Selon le vice-président de l’agence, Mikhaïl Kojokine, le Proche-Orient est une région géopolitique prioritaire pour l’influence russe. Le Centre russe de Damas compte 500 étudiants, et celui de Tel-Aviv organise des concours d’écriture pour les jeunes de l’immense diaspora russe d’Israël. L’année dernière, l’agence a inauguré un nouveau centre russe à Amman, en Jordanie.

Néanmoins, Ekaterina Sokirianskaïa, de l’Organisation Non Gouvernementale « Memorial », reste sceptique sur les sommes investies dans ces Centres pour la Science et la Culture au Proche-Orient. Selon elle, cet argent serait plus utile à certaines républiques de la Fédération de Russie : « Je n’ai jamais vu de palais de la culture à Grozny ou Nazran. Les enfants de Tchétchénie et d’Ingouchie ne voient pas les Russes danser des ballets ou chanter des opéras : ils pensent que tous les hommes russes portent des uniformes et patrouillent dans les rues ».

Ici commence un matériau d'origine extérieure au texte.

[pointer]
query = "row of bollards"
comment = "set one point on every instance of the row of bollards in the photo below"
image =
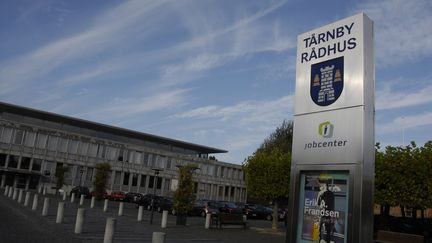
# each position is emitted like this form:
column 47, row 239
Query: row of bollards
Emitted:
column 19, row 196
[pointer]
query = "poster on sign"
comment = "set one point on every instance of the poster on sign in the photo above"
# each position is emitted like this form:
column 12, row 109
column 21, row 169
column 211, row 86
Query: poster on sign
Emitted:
column 324, row 203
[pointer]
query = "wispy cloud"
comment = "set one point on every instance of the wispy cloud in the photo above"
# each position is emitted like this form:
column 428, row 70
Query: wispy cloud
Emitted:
column 405, row 122
column 400, row 29
column 391, row 98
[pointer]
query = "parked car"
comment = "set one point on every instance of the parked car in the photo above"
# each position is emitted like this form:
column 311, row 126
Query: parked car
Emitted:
column 132, row 197
column 81, row 190
column 256, row 211
column 117, row 196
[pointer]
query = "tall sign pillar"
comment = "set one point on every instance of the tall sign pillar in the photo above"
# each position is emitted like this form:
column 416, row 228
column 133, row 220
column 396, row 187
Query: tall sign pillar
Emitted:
column 332, row 171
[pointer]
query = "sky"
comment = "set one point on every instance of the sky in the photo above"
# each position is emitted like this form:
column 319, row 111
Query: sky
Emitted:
column 219, row 73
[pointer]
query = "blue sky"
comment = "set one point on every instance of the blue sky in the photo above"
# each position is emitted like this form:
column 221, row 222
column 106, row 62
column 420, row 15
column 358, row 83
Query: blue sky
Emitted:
column 219, row 73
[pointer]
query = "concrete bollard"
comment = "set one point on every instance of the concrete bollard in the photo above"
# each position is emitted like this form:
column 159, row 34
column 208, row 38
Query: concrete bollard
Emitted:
column 79, row 220
column 45, row 207
column 15, row 194
column 120, row 209
column 27, row 199
column 92, row 202
column 73, row 197
column 164, row 219
column 35, row 200
column 109, row 230
column 158, row 237
column 60, row 211
column 82, row 199
column 140, row 210
column 207, row 224
column 20, row 196
column 105, row 205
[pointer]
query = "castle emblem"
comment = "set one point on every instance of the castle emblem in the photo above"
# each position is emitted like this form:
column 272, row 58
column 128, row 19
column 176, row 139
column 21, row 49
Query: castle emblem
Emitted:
column 327, row 81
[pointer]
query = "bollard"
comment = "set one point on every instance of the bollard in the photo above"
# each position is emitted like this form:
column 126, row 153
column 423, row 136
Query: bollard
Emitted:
column 82, row 199
column 35, row 200
column 120, row 209
column 20, row 195
column 10, row 192
column 140, row 210
column 92, row 202
column 158, row 237
column 60, row 211
column 106, row 205
column 109, row 230
column 15, row 194
column 207, row 224
column 27, row 199
column 79, row 220
column 164, row 219
column 45, row 207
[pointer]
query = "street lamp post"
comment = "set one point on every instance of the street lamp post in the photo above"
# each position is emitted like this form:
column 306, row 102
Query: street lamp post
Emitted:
column 81, row 173
column 154, row 192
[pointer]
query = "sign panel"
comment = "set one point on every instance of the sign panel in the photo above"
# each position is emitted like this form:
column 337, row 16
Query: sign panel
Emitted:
column 329, row 137
column 330, row 66
column 324, row 206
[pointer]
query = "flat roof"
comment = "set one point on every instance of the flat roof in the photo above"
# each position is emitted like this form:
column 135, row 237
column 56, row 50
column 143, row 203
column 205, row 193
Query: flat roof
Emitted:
column 43, row 115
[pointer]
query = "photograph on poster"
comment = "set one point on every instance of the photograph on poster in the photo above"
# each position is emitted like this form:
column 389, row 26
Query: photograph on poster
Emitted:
column 324, row 207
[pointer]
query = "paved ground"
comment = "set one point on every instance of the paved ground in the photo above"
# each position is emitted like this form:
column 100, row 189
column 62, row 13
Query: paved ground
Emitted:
column 21, row 224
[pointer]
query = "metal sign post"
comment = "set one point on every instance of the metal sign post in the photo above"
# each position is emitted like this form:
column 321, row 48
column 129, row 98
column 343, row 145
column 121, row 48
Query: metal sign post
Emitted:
column 332, row 171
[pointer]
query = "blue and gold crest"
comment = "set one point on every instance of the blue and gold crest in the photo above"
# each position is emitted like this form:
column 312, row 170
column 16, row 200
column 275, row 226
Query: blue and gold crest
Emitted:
column 327, row 81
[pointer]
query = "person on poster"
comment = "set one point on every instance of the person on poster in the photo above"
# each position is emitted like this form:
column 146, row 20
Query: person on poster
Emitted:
column 326, row 202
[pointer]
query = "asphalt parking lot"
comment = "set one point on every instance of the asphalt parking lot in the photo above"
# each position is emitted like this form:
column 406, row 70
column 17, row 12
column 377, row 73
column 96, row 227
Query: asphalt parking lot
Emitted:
column 22, row 224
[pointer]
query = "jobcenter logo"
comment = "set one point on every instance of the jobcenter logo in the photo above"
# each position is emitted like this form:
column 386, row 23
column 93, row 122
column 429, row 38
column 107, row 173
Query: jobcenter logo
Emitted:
column 325, row 130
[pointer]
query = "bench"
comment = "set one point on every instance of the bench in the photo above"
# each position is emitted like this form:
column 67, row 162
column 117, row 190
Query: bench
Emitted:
column 231, row 219
column 396, row 237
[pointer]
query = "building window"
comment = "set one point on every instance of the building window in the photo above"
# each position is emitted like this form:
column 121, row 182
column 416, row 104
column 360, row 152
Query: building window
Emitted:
column 143, row 180
column 62, row 145
column 41, row 140
column 83, row 148
column 37, row 163
column 151, row 181
column 126, row 179
column 73, row 146
column 29, row 139
column 53, row 142
column 134, row 180
column 3, row 159
column 13, row 161
column 19, row 136
column 93, row 148
column 25, row 163
column 6, row 135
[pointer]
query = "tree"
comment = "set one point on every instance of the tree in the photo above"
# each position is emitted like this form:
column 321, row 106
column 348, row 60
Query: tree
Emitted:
column 100, row 179
column 268, row 169
column 184, row 196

Au Proche-Orient comme à la maison

«Je pense que les Russes ont la possibilité d’égaler les Américains et les Français en terme d’influence culturelle au Liban» estime Leena Saïdi, une productrice de films documentaires. «Nos cultures et nos valeurs sont largement similaires. La principale barrière reste la langue. Ce sont les Libanais qui sont allés étudier en Russie dans les années 80 et 90 qui continueront à former le cœur de la communauté russophile»

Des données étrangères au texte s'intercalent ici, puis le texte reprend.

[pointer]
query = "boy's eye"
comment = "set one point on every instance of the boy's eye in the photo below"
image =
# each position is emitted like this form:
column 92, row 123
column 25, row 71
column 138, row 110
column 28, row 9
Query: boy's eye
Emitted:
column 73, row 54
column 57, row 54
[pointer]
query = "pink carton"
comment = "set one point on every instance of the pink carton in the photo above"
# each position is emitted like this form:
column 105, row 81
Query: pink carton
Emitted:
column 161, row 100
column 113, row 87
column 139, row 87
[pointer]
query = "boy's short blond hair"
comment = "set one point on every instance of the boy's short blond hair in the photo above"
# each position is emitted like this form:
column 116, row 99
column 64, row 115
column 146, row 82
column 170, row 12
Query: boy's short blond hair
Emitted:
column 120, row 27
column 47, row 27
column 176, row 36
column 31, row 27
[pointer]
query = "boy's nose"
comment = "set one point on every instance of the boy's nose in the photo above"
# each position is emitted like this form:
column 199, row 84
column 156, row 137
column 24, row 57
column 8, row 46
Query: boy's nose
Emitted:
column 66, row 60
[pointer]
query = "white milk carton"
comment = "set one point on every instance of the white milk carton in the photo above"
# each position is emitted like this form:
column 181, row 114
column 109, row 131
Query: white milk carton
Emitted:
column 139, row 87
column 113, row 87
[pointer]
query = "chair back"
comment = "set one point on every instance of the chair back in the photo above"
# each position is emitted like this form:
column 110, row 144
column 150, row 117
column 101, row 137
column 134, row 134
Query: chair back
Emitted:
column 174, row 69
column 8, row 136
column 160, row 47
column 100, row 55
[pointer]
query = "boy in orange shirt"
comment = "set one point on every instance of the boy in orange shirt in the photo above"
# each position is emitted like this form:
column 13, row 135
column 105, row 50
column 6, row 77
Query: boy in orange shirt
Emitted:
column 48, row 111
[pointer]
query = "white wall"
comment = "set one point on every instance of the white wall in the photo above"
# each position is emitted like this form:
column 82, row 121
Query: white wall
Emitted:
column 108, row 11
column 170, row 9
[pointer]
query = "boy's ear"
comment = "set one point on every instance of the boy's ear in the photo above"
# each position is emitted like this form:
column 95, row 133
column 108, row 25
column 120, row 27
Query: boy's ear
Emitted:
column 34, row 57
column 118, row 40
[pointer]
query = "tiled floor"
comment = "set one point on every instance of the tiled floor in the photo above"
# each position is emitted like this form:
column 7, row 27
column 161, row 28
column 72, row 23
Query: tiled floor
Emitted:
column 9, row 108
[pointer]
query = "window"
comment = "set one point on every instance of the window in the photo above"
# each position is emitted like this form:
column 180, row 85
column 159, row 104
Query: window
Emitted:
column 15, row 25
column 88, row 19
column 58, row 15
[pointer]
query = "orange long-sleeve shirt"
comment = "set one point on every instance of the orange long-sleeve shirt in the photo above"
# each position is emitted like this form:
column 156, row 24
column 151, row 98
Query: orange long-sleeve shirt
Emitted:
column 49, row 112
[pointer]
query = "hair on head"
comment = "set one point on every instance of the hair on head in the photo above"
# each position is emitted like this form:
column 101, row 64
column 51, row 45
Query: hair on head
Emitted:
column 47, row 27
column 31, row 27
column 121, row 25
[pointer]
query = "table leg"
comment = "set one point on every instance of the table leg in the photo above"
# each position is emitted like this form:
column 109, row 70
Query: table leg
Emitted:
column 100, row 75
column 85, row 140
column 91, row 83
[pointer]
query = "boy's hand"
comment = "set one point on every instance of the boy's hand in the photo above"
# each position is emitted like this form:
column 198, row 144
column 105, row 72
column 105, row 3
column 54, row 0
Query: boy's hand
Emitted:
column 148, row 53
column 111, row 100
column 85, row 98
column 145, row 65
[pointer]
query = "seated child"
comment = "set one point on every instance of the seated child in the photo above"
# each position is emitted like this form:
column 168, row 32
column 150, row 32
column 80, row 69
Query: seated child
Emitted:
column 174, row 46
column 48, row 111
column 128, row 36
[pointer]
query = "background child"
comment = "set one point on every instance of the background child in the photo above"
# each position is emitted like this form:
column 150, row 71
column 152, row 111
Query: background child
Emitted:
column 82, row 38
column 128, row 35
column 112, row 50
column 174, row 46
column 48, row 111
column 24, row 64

Les 10 000 Russes de la diaspora et les 10 000 Libanais qui ont étudié dans les universités soviétiques dans les années 1980 et 90 attendent beaucoup de la promesse de Moscou de régler leur principal problème au Liban, la sécurité. Le rôle traditionnel de la Russie dans les pays arabes - vente d’armes et ingénierie industrielle – n’a pas disparu. En quête de soutien militaire et de contrats, le président libanais Michel Suleiman s’est rendu à Moscou en février. À cette occasion, Medvedev a déclaré que la sécurité mondiale et régionale était « le sujet le plus brûlant » dans les négociations russo-libanaises.

Une histoire commune

La première vague d’émigrés russes fuyant la révolution bolchevique a formé le noyau de la classe professionnelle de Beyrouth. La Société topographique des officiers blancs dessinait des cartes du Liban pour l’armée française. L’un d’entre eux, Alexandre Serov, était le fils d’un célèbre peintre russe, Valentin Serov. Sa famille vit toujours dans la même maison ottomane que dans les années 1940, non loin de l’Université américaine de Beyrouth (UAB).




Représentation à l’étranger

Grigori Seroff, qui préfère l’ancienne transcription de son nom, enseigne l’architecture à l’UAB et peint de magnifiques aquarelles de paysages ruraux et urbains libanais. L’année dernière, Vladimir Poutine a décerné à 
Seroff et à son épouse française Florence des médailles pour leur contribution à la promotion de la culture russe au Liban. « À Moscou, j’ai expliqué à tous qu’après 80 ans de vie à Beyrouth, je suis resté 100% russe, mais je suis aussi devenu 100% libanais », plaisante Seroff.

Un nouveau rôle ?

Les étudiants de l’Université américaine de technologie au Liban ont célébré le Jour des étudiants, fête traditionnelle russe, en récitant des poèmes de Pouchkine et la Maslenitsa, la fête de la chandeleur, en se gavant de blinis. « Il ne faut pas se faire d’illusions, la Russie ne réglera pas les conflits au Proche-Orient en enseignant le ballet ou en préparant des blinis », conclut Kojokine. « Mais c’est le début de la restauration de son influence dans la région ».